Ahmadpour called for an end to the repressive regime in Iran even if it meant a U.S. intervention.
“We are desperate,” he said.
Chicago4Iran co-founder Sepideh Sanie, 35, said she wakes up in the morning and “cannot breathe.” She has struggled to speak with her family and other loved ones in Iran.
In 1979 the country witnessed an Islamic revolution that overthrew the Shah of Iran and replaced the monarchy with a theocratic government. Iran’s Supreme Leader Khamenei, 86, has been in power for the last 37 years leading a largely repressive regime.
People have been calling for change. In 2022, the “Woman, Life, Freedom” movement gained international attention when 22-year-old Mahsa Amini died after being arrested by Iran’s so-called morality police for improperly wearing her hijab, sparking large-scale protests. Now the protests seem to be geared toward a systemic change of the current regime.
“It’s complex and really spread out this time,” said Kaveh Ehsani, associate professor of international studies at DePaul University. “It seems like protesters are objecting to the very existence of the Islamic Republic.”
Many Iranians in Chicago also say they are fed up with the government there.
“People want regime change,” said Chicago4Iran co-founder Tirdad Kiamanesh, noting decades of economic mismanagement, human rights violations and political repression. “They are incompetent to run the country.”

Yet should the regime come to an end, Ehsani wonders what it will be replaced by and if the new regime may be worse. He wonders if a U.S. intervention could bring more strife to the country, like in the case of Iraq.
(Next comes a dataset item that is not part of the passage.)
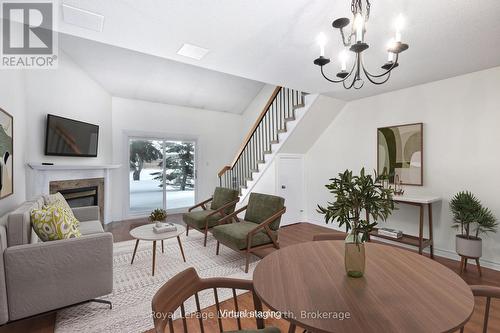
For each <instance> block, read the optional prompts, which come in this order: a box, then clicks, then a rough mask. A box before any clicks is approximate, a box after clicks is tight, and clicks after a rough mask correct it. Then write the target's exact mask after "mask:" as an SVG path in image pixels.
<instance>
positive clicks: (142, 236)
mask: <svg viewBox="0 0 500 333" xmlns="http://www.w3.org/2000/svg"><path fill="white" fill-rule="evenodd" d="M175 226H176V227H177V230H175V231H171V232H163V233H160V234H157V233H155V232H154V231H153V224H145V225H141V226H140V227H137V228H134V229H132V230H130V236H132V237H134V238H135V239H136V242H135V247H134V254H133V255H132V261H131V262H130V264H131V265H132V264H133V263H134V258H135V253H136V252H137V246H139V241H140V240H143V241H152V242H153V268H152V275H153V276H154V275H155V263H156V242H157V241H161V252H162V253H163V252H164V247H163V241H164V240H165V239H169V238H174V237H177V242H178V243H179V248H180V249H181V254H182V259H183V260H184V262H186V257H185V256H184V250H183V249H182V243H181V238H180V237H179V236H180V235H181V234H182V233H184V232H186V228H185V227H184V226H182V225H179V224H176V225H175Z"/></svg>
He considers the possibility of a civil war.
“You can’t just say let’s kick out these people and everything will be fine and dandy,” he said, noting the U.S. intervention in Iraq that helped prop up militant groups like Islamic State. “It won’t be. If anything it would be a lot more disastrous.”
Ahmed Rehab, executive director of the Chicago office of the Council on American-Islamic Relations, said he had little trust in the U.S. government’s hand in Iranian affairs and called the travel ban on Iran and other countries a “debilitating” punishment for ordinary people.
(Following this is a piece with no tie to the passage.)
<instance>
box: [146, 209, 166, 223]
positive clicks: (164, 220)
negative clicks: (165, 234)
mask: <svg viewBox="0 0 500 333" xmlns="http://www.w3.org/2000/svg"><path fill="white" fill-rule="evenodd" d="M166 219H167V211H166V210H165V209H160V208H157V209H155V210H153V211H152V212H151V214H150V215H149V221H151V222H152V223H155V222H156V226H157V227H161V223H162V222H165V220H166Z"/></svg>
Dena Delpazir, a civil engineer from Iran who was at the rally last weekend, said that her biggest fear is when the internet comes back on.
“We’re gonna hear all the names and we’re gonna see all the faces,” Delpazir said of the people who were killed. “I bet a lot of my friends, they won’t be here anymore.”
At the height of the protests in Iran, Sanie’s friend in Iran was able to send her a voice message. From her home in Chicago, Sanie could hear the gunshots through the phone and anxiously texted him back asking if he was safe, she said.
The message still shows as unread.
“We have not heard from him,” she said.